Portugalia

Portugalię, a ściślej portugalskie wina, całkiem niezasłużenie sprowadzamy w naszej świadomości do ciężkich, słodkich i kosztownych porto czy madery. Niezasłużenie, bo Portugalia, to kolejne w Europie miejsce prawdziwej winiarskiej rewolucji. Ten piękny i ciekawy kraj przez wiele lat stał w kącie winiarskiego świata, traktowany jak ubogi krewny. Z wyjątkiem wspomnianego już porto, nikt nie spodziewał się tu dobrych win, nikt spoza Portugalii ich nie kupował. Nikt też, a to już prawdziwe szczęście, nie usiłował wprowadzić tu na siłę międzynarodowych odmian takich jak cabernet czy chardonnay. To prawda, jeśli chcemy odpocząć od chardonnay, to poza Portugalią możemy to zrobić tylko w Grecji, w Portugalii jednak, póki co, znacznie łatwiej znajdziemy interesujące wina. A więc zwiedzajmy.

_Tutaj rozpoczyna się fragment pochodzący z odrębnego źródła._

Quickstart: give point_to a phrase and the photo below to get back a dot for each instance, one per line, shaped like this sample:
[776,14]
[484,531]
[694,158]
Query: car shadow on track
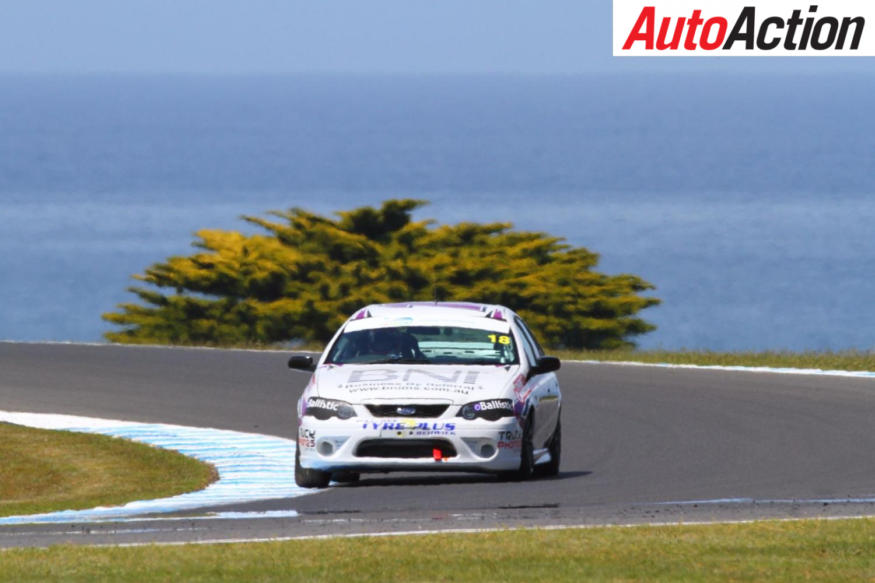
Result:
[371,480]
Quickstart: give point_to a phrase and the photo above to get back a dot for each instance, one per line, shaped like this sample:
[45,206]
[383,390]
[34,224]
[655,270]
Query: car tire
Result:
[309,478]
[551,468]
[527,453]
[345,477]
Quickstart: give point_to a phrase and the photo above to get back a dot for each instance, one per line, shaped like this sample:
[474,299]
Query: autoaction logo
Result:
[742,28]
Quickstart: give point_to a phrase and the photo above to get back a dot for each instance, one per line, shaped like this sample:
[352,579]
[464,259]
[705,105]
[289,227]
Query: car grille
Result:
[405,448]
[418,410]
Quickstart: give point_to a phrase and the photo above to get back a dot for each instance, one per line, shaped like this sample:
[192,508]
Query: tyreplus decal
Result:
[743,28]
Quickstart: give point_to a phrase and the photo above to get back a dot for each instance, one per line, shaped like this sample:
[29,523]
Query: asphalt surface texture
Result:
[640,445]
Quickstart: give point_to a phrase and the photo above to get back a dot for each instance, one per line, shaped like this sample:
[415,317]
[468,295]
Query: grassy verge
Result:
[844,360]
[767,551]
[42,470]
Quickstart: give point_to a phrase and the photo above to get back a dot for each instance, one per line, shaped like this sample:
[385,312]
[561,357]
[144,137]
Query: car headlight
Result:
[490,409]
[327,408]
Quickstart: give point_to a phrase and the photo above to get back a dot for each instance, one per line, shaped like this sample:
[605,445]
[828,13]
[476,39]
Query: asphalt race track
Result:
[640,444]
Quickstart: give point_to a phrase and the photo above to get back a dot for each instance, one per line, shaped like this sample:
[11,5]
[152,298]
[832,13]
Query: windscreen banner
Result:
[767,28]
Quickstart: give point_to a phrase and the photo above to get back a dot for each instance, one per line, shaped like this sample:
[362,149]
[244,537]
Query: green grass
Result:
[43,470]
[844,360]
[841,550]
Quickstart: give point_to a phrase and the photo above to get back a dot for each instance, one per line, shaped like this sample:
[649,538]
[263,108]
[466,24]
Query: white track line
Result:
[250,466]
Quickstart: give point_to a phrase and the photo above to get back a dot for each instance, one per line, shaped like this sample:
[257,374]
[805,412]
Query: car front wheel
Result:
[309,478]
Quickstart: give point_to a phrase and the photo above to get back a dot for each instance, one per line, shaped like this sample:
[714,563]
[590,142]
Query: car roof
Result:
[434,312]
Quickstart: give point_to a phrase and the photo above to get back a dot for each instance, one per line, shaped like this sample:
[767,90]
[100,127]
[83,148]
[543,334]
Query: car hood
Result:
[376,383]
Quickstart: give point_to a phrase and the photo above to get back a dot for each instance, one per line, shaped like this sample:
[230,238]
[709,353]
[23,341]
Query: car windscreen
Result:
[424,344]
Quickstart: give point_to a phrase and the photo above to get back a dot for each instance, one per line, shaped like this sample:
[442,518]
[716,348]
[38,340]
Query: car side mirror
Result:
[302,362]
[545,364]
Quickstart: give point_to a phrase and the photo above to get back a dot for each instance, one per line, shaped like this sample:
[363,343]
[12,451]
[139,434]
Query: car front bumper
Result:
[423,444]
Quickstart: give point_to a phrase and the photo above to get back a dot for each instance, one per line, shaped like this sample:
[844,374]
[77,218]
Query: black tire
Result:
[345,477]
[551,468]
[307,478]
[527,453]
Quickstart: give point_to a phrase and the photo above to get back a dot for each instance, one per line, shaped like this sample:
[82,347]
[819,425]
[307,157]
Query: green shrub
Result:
[302,279]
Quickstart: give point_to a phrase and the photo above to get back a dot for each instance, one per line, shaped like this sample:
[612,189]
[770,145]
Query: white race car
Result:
[428,386]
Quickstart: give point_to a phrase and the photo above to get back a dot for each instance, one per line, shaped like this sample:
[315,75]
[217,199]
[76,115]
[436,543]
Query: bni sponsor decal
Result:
[737,28]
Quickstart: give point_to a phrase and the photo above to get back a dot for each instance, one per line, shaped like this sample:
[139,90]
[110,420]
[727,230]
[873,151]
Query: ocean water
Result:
[748,200]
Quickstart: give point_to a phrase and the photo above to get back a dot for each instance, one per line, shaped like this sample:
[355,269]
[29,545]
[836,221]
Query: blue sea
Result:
[748,200]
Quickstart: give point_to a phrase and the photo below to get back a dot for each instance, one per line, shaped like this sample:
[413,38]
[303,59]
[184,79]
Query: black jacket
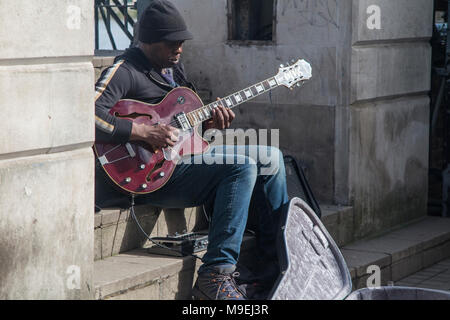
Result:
[130,77]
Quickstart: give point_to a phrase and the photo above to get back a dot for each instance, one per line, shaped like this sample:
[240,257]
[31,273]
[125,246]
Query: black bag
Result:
[297,184]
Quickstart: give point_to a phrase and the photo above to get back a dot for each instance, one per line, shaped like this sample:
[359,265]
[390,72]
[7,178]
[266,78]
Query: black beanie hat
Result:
[161,21]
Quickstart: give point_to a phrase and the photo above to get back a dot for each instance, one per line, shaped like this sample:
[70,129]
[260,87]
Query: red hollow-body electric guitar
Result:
[138,169]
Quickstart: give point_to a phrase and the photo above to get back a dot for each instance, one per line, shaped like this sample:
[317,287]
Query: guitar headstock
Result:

Ponieważ o portugalskich winach pisze się w Polsce niewiele, zaskoczeniem może być fakt, iż kraj ten jako jeden z pierwszych wprowadził klasyfikację win opartą na miejscu pochodzenia winorośli. Pierwszy Wyznaczony Region Produkcji Wina czyli Regiao Demarcada utworzono już w 1756 r. Mniej więcej w tym samym czasie w Toskanii wyznaczono granice regionu Chianti. Choć, jak na owe czasy, uregulowania te były nowoczesne, można by powiedzieć pionierskie, życie toczyło się po swojemu. Z wyjątkiem porto, większość portugalskich win wypijana była na miejscu. Styl wina kształtował się wyłącznie poprzez lokalną tradycję i miejscowe szczepy. Wina czerwone były na ogół ciężkie, mocno garbnikowe, wyrabiane często z przejrzałych winogron, fermentowane w wysokiej temperaturze. Rzadziej czuć w nich było świeżość i nuty owocowe, częściej taniny i posmak utlenienia. Wina białe, najczęściej bezbarwne, z nikłym aromatem, słowem, wina trudne do zaakceptowania przez przyzwyczajonych do finezyjnego stylu francuskich win smakoszy.

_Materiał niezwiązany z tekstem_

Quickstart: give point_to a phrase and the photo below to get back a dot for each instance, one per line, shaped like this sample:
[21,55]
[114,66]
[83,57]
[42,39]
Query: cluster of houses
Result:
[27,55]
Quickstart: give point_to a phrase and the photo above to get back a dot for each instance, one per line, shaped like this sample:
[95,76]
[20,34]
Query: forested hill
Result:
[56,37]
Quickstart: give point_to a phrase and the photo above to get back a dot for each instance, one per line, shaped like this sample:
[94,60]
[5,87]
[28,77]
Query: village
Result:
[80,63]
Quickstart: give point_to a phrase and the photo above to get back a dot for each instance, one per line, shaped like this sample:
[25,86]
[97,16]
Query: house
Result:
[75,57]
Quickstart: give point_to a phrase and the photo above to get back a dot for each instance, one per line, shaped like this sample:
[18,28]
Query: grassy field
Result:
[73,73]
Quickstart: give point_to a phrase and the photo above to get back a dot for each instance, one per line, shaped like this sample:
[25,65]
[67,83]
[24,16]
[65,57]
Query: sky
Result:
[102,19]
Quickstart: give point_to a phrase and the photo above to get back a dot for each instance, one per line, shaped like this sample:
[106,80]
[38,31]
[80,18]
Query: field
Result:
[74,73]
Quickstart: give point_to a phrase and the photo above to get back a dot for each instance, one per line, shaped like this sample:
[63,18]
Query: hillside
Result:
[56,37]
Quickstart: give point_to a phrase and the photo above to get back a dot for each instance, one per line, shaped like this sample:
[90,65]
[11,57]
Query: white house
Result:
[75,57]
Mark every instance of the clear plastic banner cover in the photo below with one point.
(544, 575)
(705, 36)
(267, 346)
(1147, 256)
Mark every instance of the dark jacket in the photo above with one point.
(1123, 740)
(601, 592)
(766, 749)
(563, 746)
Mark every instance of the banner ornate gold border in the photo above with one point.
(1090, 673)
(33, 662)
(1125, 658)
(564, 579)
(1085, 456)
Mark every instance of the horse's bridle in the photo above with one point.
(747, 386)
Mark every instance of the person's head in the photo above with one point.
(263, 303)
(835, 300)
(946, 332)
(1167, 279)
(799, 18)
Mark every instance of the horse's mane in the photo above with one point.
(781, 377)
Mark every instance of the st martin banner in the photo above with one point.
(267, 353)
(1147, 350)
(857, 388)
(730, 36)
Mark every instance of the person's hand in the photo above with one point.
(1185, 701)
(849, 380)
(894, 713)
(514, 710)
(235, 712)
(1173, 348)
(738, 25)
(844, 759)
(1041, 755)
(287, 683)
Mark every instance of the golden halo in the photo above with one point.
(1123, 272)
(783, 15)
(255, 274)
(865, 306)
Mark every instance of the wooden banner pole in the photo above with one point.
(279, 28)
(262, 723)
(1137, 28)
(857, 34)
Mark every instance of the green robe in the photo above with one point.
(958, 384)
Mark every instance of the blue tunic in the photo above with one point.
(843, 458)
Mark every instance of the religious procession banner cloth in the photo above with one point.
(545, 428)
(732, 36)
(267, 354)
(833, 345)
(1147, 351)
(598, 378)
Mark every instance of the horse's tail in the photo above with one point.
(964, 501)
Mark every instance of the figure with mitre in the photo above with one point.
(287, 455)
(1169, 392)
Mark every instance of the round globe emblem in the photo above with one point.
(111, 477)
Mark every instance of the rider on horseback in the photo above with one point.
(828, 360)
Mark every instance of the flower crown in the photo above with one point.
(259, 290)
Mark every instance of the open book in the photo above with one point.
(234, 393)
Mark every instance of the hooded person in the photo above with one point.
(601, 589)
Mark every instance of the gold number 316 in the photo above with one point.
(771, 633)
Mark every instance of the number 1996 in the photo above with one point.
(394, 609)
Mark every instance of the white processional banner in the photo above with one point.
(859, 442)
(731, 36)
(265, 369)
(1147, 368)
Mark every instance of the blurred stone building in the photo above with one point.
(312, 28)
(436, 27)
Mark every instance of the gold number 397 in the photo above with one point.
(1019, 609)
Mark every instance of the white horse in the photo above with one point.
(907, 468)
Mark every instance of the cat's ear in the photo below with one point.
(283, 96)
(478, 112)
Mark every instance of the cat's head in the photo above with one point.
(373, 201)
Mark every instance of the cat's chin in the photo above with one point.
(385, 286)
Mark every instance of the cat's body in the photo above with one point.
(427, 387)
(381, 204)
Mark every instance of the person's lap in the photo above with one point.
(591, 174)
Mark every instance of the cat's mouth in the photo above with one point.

To jednak już przeszłość. Od dziesięciu lat wina portugalskie podbijają europejskie rynki. Nie widać jeszcze tego w Polsce, choć pierwsze jaskółki znaleźć można w specjalistycznych sklepach winiarskich. Tak się za to składa, że trafiły do nas raczej wina z wyższej półki. Dzięki temu łatwiej i nie zawsze drogo można sprawdzić i zrozumieć na czym polega portugalska rewolucja. Oczywiście, jak wszędzie na świecie przełom zaczął się od technologii. Jednak Portugalczykom udaje się wyprodukować coś znacznie więcej niż, do bólu poprawne i często nieciekawe wina z Nowego Świata. Przede wszystkim nie ulegli pokusie wprowadzania do swoich winnic modnych międzynarodowych szczepów. Jak napisałem wcześniej Portugalia to kraj niemal całkowicie wolny od chardonnay i caberneta. Portugalscy winiarze od początku pracowali nad rodzimymi szczepami, dzięki czemu ich wina na tle europejskiej i nowoświatowej masówki wyróżniają się indywidualnością. Tradycyjne, niegdyś szorstkie i rustykalne odmiany, właściwie pielęgnowane odwdzięczyły się głębią, finezją bogactwem. Zapamiętajmy takie nazwy jak baga, touriga nacional czy castelão. Wytwarza się z nich wina naprawdę bardzo dobre. Zapamiętajmy takie nazwy jak Bairrada, Dao, Douro, Alentejo. Z tych regionów pochodzą obecnie najlepsze portugalskie wina. Zapamiętajmy wreszcie nazwisko - Luis Pato. To enfant terrible portugalskiego winiarstwa, ale jego wina możemy kupować w ciemno.
W Portugalii uprawia się obecnie około 260 tysięcy hektarów winnic. Produkcja roczna wynosi od 7 do 8 milionów hektolitrów> Konsumpcja wina waha się między 42 a 45 litrów na głowę rocznie, co stawia Portugalczyków na czwartym miejscu za Francuzami, Włochami i Luksemburczykami. Prawodawstwo portugalskie dzieli wina na dwie kategorie: wina stołowe oraz wina jakościowe VQPRD. Do win stołowych należą wina określane jako vinho de mesa oraz wina regionalne – vinho regional odpowiadające francuskim vins de pays. Z kolei główną kategorią win jakościowych jest DOC czyli Denominação de Origem Controlada odpowiadające francuskiemu Appellation d’Origin Contrôlée oraz I.P.R. czyli Indicação de Proveniência Regulamentada. Ta druga kategoria, traktowana początkowo jako wyższy stopień win regionalnych jest obecnie w pewnym sensie poczekalnią dla win aspirujących do kategorii DOC alogicznie jak to się dzieje we Francji z kategorią VDQS. Obecnie w Portugalii wydzielono 9 regionów winiarskich na terenie których wyodrębniono 32 strefy DOC.